Il n'a pas non plus pris en compte les informations communiquées par les parents au sujet des antécédents. Ces derniers réclamaient un antibiotique, comme celui qu'un autre médecin avait administré au jeune Hornutois en 2010. L'urgentiste n'a sollicité que l'avis d'un pédiatre, par le biais de communications téléphoniques. Les deux médecins sont poursuivis dans cette affaire, au même titre que l'hôpital, personne morale. Enfin, les experts ont mis en évidence quelques lacunes dans le dossier médical joint au dossier.

Les parties ont demandé la rédaction de conclusions. Le procès est fixé le 5 décembre prochain à Mons. Les prochains mois s'annoncent donc particulièrement longs et pénibles pour la famille et les proches de la victime, mais apparaitront également comme un soulagement pour Ophélie et Youri Di Michele, qui attendent depuis plusieurs années que toute la lumière soit faite sur ce drame. "Nous avons l'impression de nous battre pour quelque chose, cela nous donne un peu de courage. La procédure prendra du temps mais nous sommes prêts à aller jusqu'au bout.
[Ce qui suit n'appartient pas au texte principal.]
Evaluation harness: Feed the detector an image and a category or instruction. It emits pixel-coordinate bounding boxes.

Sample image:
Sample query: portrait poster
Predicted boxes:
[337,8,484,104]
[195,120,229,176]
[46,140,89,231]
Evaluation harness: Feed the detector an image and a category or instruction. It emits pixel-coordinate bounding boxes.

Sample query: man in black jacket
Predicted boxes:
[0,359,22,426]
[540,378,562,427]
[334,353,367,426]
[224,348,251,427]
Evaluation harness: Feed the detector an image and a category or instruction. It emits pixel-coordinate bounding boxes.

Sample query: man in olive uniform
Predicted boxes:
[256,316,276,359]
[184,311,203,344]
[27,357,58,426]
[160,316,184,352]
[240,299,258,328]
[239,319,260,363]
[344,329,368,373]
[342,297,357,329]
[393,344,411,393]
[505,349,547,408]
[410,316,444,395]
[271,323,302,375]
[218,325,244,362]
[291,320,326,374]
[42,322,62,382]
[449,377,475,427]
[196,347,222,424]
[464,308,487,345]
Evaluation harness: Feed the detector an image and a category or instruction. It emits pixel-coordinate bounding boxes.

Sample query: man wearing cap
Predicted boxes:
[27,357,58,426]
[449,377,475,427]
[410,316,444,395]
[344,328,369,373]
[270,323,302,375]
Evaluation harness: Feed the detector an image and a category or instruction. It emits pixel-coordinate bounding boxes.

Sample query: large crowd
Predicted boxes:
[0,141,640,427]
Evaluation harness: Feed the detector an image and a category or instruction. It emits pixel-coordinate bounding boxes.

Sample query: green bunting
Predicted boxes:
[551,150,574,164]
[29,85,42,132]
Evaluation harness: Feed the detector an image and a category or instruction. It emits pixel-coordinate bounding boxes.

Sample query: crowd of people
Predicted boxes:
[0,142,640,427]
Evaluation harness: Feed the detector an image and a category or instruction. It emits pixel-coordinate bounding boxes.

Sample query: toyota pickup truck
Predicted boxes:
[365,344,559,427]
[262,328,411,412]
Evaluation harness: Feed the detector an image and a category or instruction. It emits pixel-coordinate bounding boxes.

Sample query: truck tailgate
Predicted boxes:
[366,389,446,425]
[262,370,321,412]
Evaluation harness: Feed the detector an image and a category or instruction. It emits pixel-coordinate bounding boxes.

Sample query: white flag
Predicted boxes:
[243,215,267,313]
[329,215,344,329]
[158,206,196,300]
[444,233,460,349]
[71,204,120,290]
Nous avons déjà tout perdu, notre fils n'est plus là, alors…", expliquaient-ils dans nos colonnes en 2016.

En mars dernier, décision était prise de renvoyer devant le tribunal correctionnel les deux médecins et l'hôpital EpiCURA. Les parents avaient à cette occasion fait face à ceux-ci. "L'urgentiste nous a présenté ses condoléances, mais de manière si froide…", déclarait alors la maman. "Le pédiatre, lui, est très peiné par la situation. Nous nous sommes déjà parlé depuis lors, et il m'a avoué qu'il pensait à Antonio tous les jours. Mais c'est trop tard pour nous, le mal a été fait."